Silverman, Villa legal saga continues

Councilwoman mulls appeal; developer alleges defamation


Glen Cove City Councilwoman Marsha Silverman and her wife, Roni Epstein, have filed a notice to appeal an Oct. 4, 2017, order by the Nassau County Supreme Court dismissing their lawsuit against Livingston Development Corp., the city, the Glen Cove Planning Board and others over Livingston’s Villa project. People familiar with the case say that a deadline to perfect the appeal is fast approaching.

The couple declined to elaborate on the status of the litigation, nor would they say whether they intended to move forward ahead of the deadline.

Livingston — which did not reply to several requests for comment — agreed in April 2016 to reimburse the city’s legal fees associated with the case.

The Villa at Glen Cove is being developed on about four acres of blighted property along Craft and Ralph Young avenues. It will comprise 176 condominium units in six 2½- to four-story buildings, with 16 units of affordable housing.

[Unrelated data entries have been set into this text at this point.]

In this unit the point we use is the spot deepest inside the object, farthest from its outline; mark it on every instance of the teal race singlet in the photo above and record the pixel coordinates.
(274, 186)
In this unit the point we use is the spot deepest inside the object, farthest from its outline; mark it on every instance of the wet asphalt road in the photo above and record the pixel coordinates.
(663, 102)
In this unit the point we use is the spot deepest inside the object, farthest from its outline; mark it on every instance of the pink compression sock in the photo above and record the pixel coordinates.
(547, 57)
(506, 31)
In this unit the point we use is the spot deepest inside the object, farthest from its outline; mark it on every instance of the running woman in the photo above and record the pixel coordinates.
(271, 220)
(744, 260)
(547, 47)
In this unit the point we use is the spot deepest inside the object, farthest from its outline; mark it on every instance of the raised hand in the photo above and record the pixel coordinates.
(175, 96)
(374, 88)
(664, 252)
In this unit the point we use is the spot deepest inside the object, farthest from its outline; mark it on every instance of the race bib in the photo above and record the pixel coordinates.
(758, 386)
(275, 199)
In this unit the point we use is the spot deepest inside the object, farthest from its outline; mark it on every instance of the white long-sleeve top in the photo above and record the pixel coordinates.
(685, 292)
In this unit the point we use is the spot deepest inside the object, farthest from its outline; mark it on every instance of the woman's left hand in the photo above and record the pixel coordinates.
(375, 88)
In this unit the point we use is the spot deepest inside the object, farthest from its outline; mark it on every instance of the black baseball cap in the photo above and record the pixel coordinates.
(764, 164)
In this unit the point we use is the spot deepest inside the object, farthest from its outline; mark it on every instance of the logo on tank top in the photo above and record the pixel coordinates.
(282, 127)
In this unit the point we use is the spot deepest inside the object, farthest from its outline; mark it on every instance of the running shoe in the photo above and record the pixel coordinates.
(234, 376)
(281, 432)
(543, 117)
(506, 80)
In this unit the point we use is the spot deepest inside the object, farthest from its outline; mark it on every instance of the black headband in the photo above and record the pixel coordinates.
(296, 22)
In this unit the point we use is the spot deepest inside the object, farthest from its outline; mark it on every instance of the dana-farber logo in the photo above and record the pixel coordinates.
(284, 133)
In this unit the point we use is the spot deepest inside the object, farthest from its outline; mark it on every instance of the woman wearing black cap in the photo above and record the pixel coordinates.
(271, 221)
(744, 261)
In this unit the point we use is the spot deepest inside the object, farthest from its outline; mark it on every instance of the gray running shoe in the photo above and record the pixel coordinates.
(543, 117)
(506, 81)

In their suit, Silverman and Epstein claimed, among other arguments, that the city did not take the necessary “hard look” at the environmental impact of the development. If it had, the suit alleges, it would have found soil contamination that would have triggered more thorough studies.

The day before Judge George Peck dismissed the case, and about a month before the 2017 election in which Silverman won a seat on the City Council, Livingston filed a defamation lawsuit against Silverman and Epstein, claiming that the couple moved into their home adjacent to the Villa property in 2011 — years after zoning changes and environmental studies were completed — with the specific goal of launching Silverman’s political career by sabotaging the development.

“If we had known about the plans for the Villa, we absolutely would not have moved in,” Epstein said. She noted that while shopping around for homes, she had checked the city’s zoning map, which is posted online. At the time, according to a log of updates included with the map, it did not reflect the changes that allowed the development to proceed until two years after the couple moved in.

Former Glen Cove Mayor Reginald Spinello — whose letter to the editor in last week’s Herald Gazette blasted Silverman for misrepresenting his administration — said that in his opinion, the lawsuit against Livingston was “absolutely politically motivated,” an attempt to tap into a segment of the Glen Cove electorate that resists change.

“There are many passionate people in Glen Cove who unfortunately say no before they get all the facts,” Spinello said, adding that he believed Silverman “interprets the facts to her own benefit and doesn’t want to know what the reality of the situation is.”

Spinello said he supported the Livingston project, and added that even though it began under a Democratic administration — Ralph Suozzi’s — “nobody wanted to figure out how to pay for it, but I got it done at no cost to the taxpayers.”

As for the litigation, Spinello said, “The lawsuit speaks for itself. It has nothing to do with me.”

Livingston’s defamation case cites numerous posts that Epstein and Silverman had made on various Facebook pages, which, it said included “blatant factual misrepresentations” about the Villa project and “personal lies and attacks” against the company’s owner, Daniel Livingston.

In a legal filing responding to those allegations, Silverman and Epstein claimed that any developer that needs to seek public approvals for its projects “should expect and accept that its conduct and proposals would be subject to scrutiny and critique.”

In September 2016, the court barred Livingston from continuing work on the Villa while the case progressed. Almost a year later, the developer asked the court to force Epstein and Silverman to pay it over $11 million to cover the financial costs it sustained while its work was halted.

— Danielle Agoglia contributed to this story.